Comment j’ai perdu la vue en quelques jours à 20 ans

Il y a deux ans, en plein confinement, Manon a commencé à avoir des maux de têtes et des troubles de la vue. Des douleurs symptomatiques d’une hypertension intracrânienne idiopathique qui l’a rendue quasi aveugle en une semaine, avant de recouvrer une partie de son acuité visuelle.

En mars 2020, le monde entier se confine. Je suis trop contente de ne plus avoir cours puisque les universités sont fermées… Puis, je découvre le concept de cours en distanciel. Comme tous les étudiants de France, je passe mes journées enfermées dans ma chambre à suivre des cours en visio. 

Deux semaines passent, on est toujours cloîtrés et je commence à avoir des maux de têtes qui deviennent de plus en plus intenses au fil des jours. Je les explique par mon quotidien, enfermée dans ma chambre devant un écran. 

Une gêne qui ne m’inquiète pas tout de suite

Fin mars 2020, je constate que j’ai une gêne à l’œil gauche, je vois un peu trouble au centre. Pour moi, c’est logique puisque mes lunettes sont retenues en otage chez l’opticien qui a dû fermer comme la plupart des commerces.

Je ne souhaite pas déranger le médecin « pour rien », je reste avec mon Doliprane en dose maximale journalière malgré une efficacité très faible. Le 11 mai, on déconfine. Le 13, je croise une amie médecin et je lui dis d’un ton très léger ce qui m’arrive, mon trouble de la vue et mes maux de tête. Elle a l’air beaucoup plus concernée que moi par la situation et m’envoie en urgence chez l’ophtalmo.
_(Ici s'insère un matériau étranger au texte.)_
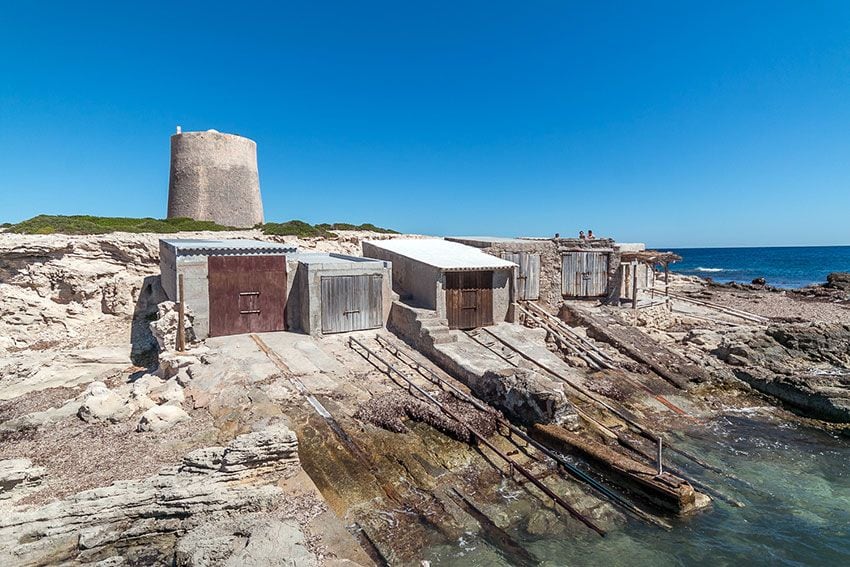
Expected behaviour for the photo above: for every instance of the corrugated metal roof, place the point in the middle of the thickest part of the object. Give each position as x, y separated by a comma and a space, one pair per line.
330, 258
185, 246
443, 254
486, 240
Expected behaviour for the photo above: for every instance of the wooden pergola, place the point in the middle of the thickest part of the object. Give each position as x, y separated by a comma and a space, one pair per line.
651, 258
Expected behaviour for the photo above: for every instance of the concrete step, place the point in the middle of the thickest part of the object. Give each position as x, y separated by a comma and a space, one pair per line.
433, 323
442, 337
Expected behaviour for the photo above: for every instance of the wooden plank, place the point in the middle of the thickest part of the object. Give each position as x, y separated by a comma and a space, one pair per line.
533, 281
351, 303
247, 294
469, 299
571, 274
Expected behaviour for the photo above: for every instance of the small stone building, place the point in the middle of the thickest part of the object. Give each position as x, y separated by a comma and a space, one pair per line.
214, 177
230, 286
333, 293
551, 270
250, 286
462, 284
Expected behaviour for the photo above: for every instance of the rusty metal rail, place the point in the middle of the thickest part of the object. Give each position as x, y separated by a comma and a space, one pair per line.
565, 465
411, 386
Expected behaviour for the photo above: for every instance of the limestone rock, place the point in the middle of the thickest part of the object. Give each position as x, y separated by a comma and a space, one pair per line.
160, 418
164, 328
838, 280
140, 520
544, 522
525, 395
18, 477
102, 404
170, 392
706, 339
275, 543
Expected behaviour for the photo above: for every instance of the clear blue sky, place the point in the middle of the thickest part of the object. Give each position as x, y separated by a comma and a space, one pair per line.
675, 123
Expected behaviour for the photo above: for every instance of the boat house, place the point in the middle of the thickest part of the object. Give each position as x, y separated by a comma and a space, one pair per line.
249, 286
462, 284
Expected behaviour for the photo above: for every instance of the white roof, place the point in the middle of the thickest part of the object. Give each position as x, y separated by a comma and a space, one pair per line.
442, 254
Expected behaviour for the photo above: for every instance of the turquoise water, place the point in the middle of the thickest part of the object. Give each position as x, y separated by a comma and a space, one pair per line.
797, 508
788, 267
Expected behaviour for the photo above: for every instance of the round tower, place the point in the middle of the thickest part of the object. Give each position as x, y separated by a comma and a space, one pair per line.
214, 177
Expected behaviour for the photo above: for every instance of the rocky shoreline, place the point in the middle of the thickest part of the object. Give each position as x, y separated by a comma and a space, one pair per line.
117, 450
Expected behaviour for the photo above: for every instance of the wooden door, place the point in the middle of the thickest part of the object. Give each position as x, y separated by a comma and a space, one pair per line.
469, 299
351, 303
596, 269
584, 274
528, 276
247, 294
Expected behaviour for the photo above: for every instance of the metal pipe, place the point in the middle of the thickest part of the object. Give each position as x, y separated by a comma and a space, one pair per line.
658, 457
571, 469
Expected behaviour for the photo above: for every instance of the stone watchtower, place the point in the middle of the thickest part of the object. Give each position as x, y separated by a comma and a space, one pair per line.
214, 177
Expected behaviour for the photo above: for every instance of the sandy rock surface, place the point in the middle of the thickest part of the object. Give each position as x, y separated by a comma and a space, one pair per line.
112, 447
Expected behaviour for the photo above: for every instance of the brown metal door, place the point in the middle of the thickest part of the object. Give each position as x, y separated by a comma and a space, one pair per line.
584, 274
247, 294
469, 299
527, 282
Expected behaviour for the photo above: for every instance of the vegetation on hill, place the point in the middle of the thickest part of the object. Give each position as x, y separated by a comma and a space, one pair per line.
87, 224
295, 228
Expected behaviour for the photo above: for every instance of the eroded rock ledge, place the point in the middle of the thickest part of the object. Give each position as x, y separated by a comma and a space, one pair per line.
141, 520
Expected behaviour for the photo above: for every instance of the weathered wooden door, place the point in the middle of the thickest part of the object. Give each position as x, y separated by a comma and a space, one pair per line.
584, 274
351, 303
247, 294
528, 276
469, 299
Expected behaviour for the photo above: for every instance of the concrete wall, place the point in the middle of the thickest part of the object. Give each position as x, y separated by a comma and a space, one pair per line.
214, 177
411, 279
168, 270
551, 263
196, 291
502, 295
425, 286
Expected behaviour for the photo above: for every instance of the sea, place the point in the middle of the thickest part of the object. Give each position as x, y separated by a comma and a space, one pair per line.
794, 480
781, 266
794, 483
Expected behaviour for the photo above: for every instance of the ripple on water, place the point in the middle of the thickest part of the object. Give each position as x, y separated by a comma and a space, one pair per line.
797, 513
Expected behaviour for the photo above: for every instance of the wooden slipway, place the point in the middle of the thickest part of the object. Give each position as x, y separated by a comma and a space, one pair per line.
636, 344
665, 490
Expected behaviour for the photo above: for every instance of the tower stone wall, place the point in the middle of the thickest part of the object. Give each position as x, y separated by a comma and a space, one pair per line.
214, 177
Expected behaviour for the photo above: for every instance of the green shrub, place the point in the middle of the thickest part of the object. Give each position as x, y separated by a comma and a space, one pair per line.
296, 228
87, 224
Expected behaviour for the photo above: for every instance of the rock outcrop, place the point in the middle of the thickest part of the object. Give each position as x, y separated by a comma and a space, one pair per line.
141, 520
806, 366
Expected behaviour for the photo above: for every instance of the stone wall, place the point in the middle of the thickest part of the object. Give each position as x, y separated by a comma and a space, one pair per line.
214, 177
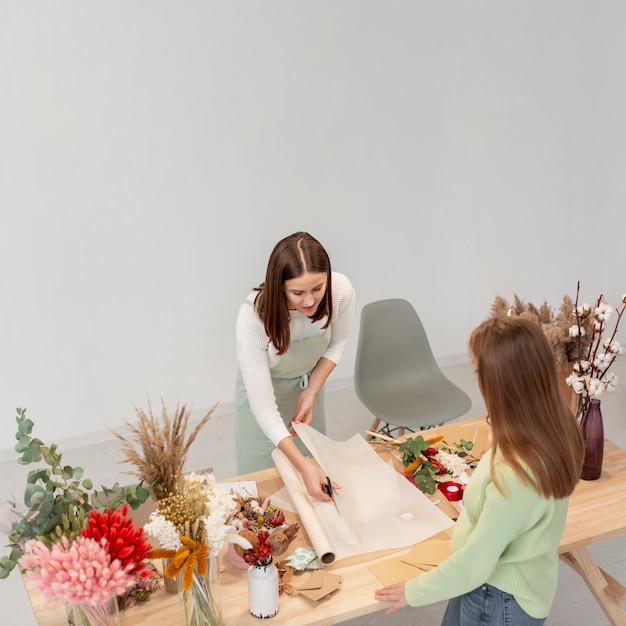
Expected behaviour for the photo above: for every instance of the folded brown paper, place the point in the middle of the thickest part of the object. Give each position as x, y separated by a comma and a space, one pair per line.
317, 584
423, 557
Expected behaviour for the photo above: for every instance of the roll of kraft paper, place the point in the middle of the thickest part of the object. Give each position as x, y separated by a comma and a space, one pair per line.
302, 502
451, 490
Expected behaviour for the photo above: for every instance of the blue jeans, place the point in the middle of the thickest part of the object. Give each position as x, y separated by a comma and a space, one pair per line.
487, 606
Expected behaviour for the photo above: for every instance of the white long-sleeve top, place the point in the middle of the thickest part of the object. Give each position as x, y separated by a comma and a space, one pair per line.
256, 355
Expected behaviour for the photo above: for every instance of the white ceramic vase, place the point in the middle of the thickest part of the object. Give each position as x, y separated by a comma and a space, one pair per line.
263, 590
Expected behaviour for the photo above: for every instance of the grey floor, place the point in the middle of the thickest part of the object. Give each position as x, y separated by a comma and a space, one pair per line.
574, 604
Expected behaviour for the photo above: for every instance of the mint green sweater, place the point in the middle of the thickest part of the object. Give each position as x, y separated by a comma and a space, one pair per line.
509, 542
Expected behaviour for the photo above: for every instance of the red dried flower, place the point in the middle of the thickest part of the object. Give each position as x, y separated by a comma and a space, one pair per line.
277, 518
117, 533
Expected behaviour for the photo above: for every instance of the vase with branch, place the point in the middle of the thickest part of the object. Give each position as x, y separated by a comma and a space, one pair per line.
591, 376
157, 447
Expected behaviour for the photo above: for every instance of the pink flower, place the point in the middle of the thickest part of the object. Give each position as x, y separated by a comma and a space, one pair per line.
75, 572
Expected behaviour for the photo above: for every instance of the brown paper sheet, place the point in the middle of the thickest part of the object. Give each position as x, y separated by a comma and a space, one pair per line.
424, 556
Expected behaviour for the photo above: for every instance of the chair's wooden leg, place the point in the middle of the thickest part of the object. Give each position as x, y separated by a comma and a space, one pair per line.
373, 428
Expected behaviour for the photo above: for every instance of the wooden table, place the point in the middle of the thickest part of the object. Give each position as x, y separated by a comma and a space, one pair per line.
597, 512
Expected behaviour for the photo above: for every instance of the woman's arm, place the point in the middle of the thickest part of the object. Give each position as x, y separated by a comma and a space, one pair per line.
312, 476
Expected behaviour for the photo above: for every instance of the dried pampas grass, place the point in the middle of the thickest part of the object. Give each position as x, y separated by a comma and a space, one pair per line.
160, 446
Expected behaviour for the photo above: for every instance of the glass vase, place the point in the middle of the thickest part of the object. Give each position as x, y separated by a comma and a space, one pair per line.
593, 433
105, 614
169, 584
263, 590
200, 605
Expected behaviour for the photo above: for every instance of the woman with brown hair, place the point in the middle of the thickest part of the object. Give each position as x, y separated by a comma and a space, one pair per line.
291, 332
504, 563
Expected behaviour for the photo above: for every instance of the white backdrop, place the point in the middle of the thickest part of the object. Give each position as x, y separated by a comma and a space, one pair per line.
152, 153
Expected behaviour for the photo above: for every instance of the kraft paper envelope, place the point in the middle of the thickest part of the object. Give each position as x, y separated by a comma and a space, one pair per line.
428, 553
379, 510
422, 558
318, 585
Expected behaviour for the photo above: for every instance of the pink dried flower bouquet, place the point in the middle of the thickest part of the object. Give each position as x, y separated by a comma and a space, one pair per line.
93, 568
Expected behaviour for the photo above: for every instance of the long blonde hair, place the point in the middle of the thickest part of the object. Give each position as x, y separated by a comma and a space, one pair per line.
532, 428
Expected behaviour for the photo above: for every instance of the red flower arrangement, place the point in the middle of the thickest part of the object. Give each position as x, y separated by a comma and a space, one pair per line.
125, 543
91, 569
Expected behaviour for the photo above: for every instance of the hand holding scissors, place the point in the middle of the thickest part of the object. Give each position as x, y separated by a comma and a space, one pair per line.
328, 489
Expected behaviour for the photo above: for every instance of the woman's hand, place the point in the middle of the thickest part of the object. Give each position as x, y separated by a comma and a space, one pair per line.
392, 593
315, 482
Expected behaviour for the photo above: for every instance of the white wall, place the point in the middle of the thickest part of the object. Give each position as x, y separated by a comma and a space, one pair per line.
152, 153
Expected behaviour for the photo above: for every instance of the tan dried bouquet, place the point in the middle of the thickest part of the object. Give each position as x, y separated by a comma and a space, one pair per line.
555, 326
160, 446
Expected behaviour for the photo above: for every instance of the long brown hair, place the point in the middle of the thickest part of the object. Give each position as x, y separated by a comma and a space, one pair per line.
291, 257
532, 428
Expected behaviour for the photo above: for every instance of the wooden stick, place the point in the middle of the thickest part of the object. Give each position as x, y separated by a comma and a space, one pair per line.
381, 436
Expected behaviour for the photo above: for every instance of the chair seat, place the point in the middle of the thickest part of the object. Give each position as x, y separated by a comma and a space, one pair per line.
396, 375
415, 407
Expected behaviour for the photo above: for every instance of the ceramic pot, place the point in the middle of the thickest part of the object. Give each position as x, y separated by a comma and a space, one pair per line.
263, 590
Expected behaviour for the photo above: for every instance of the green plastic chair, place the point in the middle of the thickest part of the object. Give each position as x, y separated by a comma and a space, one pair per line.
396, 376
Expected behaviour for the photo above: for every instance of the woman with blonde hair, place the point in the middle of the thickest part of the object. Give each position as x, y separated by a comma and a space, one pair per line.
503, 569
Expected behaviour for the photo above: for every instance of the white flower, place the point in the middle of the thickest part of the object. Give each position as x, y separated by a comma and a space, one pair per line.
577, 383
602, 361
576, 330
614, 347
453, 463
582, 367
222, 507
595, 387
163, 531
610, 382
603, 312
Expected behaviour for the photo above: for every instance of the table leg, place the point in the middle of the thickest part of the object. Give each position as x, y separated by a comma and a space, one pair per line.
608, 592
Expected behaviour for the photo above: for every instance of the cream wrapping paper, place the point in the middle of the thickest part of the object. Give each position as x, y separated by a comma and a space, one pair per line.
379, 509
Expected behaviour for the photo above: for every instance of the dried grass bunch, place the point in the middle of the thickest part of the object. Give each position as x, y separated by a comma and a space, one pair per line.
160, 446
555, 326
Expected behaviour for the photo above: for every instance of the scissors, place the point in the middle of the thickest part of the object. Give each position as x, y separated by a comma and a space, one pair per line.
328, 488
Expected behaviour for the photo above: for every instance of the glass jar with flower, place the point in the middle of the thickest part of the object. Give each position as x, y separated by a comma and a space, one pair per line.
191, 525
590, 376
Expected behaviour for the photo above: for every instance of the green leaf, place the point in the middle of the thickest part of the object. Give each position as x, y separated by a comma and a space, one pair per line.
50, 457
34, 496
36, 475
426, 484
22, 444
25, 426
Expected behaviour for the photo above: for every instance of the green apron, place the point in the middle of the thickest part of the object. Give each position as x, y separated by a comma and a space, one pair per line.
289, 377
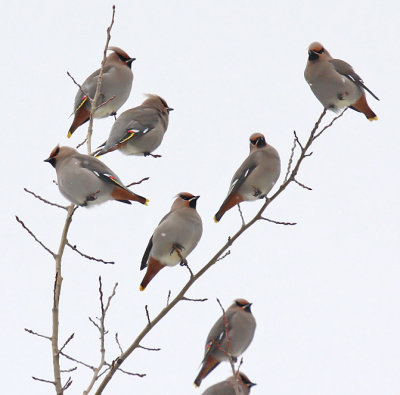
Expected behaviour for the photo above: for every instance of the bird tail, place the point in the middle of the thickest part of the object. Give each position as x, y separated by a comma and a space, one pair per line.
126, 195
230, 201
209, 364
361, 105
153, 268
82, 115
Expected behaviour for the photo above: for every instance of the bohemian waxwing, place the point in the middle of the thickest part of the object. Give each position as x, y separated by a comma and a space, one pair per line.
334, 82
174, 239
255, 177
85, 180
227, 387
140, 130
115, 88
241, 326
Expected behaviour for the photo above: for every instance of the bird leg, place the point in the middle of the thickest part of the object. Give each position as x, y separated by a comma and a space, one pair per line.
178, 249
257, 192
153, 155
90, 198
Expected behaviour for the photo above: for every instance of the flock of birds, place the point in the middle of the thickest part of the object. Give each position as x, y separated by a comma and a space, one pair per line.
85, 181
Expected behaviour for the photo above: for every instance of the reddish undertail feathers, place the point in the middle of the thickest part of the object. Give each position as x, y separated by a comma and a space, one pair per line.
86, 181
334, 82
114, 91
255, 177
174, 239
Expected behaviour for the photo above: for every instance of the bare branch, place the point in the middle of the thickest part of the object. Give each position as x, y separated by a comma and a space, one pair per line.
43, 381
291, 157
169, 295
67, 341
149, 349
241, 215
35, 238
77, 360
91, 258
194, 300
278, 222
151, 324
138, 182
80, 144
302, 185
44, 200
224, 256
37, 334
119, 345
69, 370
147, 315
99, 81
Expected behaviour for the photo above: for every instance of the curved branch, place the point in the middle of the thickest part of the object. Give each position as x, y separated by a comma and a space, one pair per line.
181, 295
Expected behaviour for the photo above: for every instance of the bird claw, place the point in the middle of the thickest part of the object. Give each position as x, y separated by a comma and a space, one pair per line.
153, 155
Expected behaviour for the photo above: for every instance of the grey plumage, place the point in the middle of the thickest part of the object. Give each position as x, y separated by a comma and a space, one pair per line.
335, 83
241, 327
227, 387
140, 130
114, 91
174, 238
255, 177
86, 181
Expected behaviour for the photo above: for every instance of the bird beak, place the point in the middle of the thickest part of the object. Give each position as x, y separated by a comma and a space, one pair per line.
129, 62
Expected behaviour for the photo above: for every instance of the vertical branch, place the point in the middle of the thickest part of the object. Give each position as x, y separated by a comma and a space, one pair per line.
56, 302
99, 80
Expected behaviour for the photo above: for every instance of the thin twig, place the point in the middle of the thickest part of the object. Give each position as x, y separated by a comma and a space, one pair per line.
37, 334
91, 258
43, 380
194, 300
291, 157
210, 263
302, 185
241, 215
148, 348
45, 200
147, 315
224, 256
119, 345
99, 81
278, 222
35, 238
169, 295
67, 341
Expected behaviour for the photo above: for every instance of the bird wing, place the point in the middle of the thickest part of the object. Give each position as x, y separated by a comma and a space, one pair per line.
100, 170
241, 174
345, 69
146, 254
217, 334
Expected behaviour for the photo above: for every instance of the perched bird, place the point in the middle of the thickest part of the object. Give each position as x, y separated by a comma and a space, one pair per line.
255, 177
241, 326
174, 239
85, 180
227, 387
114, 90
334, 82
140, 130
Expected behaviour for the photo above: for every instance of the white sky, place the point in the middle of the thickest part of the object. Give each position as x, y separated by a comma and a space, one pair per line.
325, 292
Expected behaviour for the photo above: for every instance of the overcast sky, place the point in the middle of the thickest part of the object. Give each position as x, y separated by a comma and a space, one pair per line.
325, 293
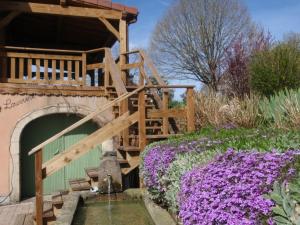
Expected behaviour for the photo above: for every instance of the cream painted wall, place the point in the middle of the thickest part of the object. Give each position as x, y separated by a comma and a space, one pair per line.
15, 108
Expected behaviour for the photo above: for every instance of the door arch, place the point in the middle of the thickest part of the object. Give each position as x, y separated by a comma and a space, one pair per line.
40, 130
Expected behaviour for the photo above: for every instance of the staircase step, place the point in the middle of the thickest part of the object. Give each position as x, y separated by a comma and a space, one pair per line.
57, 198
80, 184
153, 120
92, 172
47, 210
123, 161
147, 105
130, 149
163, 136
153, 128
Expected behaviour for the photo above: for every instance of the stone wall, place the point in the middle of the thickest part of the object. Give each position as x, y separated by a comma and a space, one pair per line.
16, 111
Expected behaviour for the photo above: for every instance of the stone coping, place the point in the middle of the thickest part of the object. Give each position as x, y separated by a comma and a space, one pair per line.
159, 215
67, 212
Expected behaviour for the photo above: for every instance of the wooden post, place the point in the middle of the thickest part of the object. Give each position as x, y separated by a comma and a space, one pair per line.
123, 30
165, 108
39, 187
106, 73
142, 120
190, 110
4, 69
83, 68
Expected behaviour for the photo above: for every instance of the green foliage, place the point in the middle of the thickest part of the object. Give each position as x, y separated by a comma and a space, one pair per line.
285, 210
276, 69
182, 164
286, 197
260, 139
282, 109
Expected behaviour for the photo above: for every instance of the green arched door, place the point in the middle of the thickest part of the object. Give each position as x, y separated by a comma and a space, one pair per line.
40, 130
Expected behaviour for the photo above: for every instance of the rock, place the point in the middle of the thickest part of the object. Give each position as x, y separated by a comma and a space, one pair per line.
110, 169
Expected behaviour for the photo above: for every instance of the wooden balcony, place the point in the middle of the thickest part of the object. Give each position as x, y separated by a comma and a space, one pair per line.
61, 72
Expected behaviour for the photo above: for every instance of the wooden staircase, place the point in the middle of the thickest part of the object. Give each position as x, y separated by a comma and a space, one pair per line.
141, 115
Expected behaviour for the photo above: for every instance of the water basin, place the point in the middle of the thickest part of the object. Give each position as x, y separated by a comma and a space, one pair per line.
114, 211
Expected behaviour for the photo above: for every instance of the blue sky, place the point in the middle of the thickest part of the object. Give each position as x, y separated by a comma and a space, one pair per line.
277, 16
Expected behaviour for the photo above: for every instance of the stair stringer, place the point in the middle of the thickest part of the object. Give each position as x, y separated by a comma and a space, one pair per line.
85, 145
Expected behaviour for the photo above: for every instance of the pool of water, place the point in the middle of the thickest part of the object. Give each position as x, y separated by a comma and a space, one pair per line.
112, 212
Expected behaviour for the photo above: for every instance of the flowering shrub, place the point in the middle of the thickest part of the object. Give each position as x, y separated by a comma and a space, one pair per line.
182, 164
156, 161
230, 189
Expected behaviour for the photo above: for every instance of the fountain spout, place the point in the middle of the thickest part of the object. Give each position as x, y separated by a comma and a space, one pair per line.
110, 178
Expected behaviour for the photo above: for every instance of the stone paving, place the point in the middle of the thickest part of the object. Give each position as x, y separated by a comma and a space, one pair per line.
9, 214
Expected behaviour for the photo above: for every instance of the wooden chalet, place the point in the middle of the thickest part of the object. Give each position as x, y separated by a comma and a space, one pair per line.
56, 58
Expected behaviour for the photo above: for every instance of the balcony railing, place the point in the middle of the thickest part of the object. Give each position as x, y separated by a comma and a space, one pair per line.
43, 66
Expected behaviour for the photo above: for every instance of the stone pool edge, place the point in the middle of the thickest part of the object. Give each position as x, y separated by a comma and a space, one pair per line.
69, 208
159, 215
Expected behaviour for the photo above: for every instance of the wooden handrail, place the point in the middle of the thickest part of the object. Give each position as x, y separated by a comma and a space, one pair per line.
115, 73
170, 86
42, 49
96, 50
83, 120
154, 71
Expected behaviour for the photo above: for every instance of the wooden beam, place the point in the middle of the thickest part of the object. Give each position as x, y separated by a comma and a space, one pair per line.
110, 27
115, 73
30, 7
5, 21
63, 2
85, 119
21, 89
79, 149
190, 110
123, 30
165, 105
39, 187
142, 120
169, 113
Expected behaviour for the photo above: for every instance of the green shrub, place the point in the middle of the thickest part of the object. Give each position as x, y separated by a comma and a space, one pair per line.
282, 110
286, 196
182, 164
276, 69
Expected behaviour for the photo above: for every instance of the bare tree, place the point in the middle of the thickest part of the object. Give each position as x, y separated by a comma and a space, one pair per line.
236, 78
190, 41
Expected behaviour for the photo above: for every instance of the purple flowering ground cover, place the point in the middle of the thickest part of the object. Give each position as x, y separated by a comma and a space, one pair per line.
157, 160
230, 189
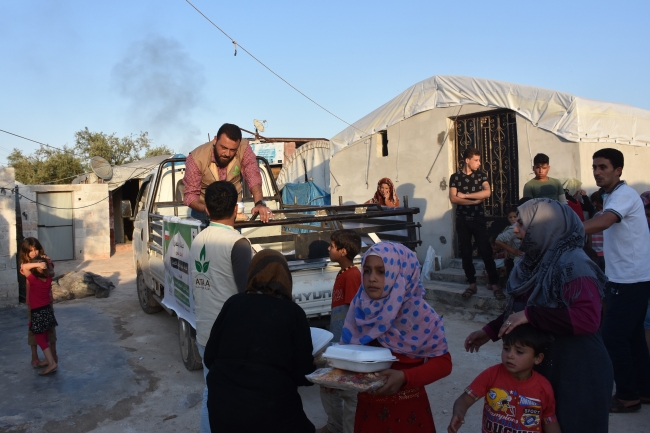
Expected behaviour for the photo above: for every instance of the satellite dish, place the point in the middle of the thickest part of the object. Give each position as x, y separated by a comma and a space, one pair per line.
259, 125
101, 168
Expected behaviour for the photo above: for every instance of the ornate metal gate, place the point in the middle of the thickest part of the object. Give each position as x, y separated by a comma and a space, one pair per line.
494, 134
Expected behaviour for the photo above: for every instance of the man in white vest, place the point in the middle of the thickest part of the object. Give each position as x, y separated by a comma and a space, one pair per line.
221, 256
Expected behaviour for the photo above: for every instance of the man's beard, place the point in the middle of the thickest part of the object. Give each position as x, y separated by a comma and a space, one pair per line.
223, 164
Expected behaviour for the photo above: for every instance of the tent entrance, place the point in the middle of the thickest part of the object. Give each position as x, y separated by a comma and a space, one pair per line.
494, 134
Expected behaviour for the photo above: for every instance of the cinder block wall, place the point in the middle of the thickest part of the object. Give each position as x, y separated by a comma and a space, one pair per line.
90, 223
8, 247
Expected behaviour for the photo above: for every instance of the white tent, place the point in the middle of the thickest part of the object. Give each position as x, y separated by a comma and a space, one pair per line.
121, 173
570, 117
311, 161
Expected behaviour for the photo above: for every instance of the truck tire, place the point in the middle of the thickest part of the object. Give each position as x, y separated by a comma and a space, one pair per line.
189, 349
148, 304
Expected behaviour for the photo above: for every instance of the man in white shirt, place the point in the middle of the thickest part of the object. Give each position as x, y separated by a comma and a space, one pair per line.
221, 257
626, 245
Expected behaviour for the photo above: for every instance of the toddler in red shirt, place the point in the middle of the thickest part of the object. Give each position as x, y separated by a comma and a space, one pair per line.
516, 397
40, 305
341, 405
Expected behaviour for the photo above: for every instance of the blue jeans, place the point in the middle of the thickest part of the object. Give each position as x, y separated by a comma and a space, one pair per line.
205, 419
622, 329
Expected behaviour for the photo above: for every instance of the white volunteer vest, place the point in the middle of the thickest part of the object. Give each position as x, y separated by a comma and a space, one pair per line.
214, 283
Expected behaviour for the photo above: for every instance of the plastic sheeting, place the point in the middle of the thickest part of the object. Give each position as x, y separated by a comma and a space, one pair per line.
307, 193
570, 117
122, 173
311, 161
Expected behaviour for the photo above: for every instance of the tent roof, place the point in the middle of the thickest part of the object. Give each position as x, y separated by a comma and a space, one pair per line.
121, 173
570, 117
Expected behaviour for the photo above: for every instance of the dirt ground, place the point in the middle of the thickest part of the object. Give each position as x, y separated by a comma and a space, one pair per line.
120, 369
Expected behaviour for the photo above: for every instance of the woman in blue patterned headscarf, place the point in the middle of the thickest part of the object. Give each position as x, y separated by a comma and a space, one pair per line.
390, 311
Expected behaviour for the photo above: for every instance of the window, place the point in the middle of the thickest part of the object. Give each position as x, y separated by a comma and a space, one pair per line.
382, 143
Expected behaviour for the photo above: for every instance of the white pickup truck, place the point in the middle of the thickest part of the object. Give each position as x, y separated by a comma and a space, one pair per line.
301, 233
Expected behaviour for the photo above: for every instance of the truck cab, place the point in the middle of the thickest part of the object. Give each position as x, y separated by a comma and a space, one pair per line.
300, 233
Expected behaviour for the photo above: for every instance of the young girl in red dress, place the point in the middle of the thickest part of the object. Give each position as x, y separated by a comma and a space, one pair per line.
40, 306
391, 312
29, 249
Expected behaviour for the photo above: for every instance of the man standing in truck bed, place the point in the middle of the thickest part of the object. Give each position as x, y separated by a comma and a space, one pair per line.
228, 158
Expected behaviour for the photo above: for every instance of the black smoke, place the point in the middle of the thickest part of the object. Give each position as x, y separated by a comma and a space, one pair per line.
163, 85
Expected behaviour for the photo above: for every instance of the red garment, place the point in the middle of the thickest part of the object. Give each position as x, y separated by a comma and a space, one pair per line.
346, 286
409, 409
581, 317
577, 208
39, 291
523, 406
192, 178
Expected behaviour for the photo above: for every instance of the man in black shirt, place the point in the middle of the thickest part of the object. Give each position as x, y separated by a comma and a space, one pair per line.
467, 189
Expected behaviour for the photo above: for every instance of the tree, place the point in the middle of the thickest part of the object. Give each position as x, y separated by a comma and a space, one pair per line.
116, 150
49, 165
46, 165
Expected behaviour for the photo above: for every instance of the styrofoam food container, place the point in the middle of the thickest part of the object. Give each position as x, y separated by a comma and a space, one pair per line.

J’arrive dans une salle d’attente bondée (puisqu’on est au jour 2 du déconfinement), je demande un rendez-vous d’urgence sans grande conviction puisque mon trouble de la vue ressemble à une trace de gras sur les lunettes qu’on ne peut pas nettoyer. 

Un oedème sur les deux rétines

L’ophtalmo prend également la situation très au sérieux. Je passe des examens, notamment une jolie photo de ma rétine. On y voit une grosse tache blanche et des petites taches rouges qui font penser à du sang. Bingo, il m’annonce que j’ai un œdème sur les deux rétines, au niveau de la jonction avec le nerf optique et que les taches rouges sont des petites hémorragies. Je vois dans son regard que c’est grave, il ne souhaite pas m’annoncer la totalité des scénarios plausibles, mais me dit que c’est dû à un problème de pression dans mon crâne.

 Je retourne voir mon amie médecin qui m’envoie tout de suite aux urgences, je dois passer une IRM. Elle me fait une liste non exhaustive des causes potentielles, parmi celles-ci une tumeur (qui prendrait de la place dans le crâne et créerait de la pression), une hémorragie cérébrale, ou encore rien, juste un problème comme ça sans réelle cause (qui serait le meilleur scénario). 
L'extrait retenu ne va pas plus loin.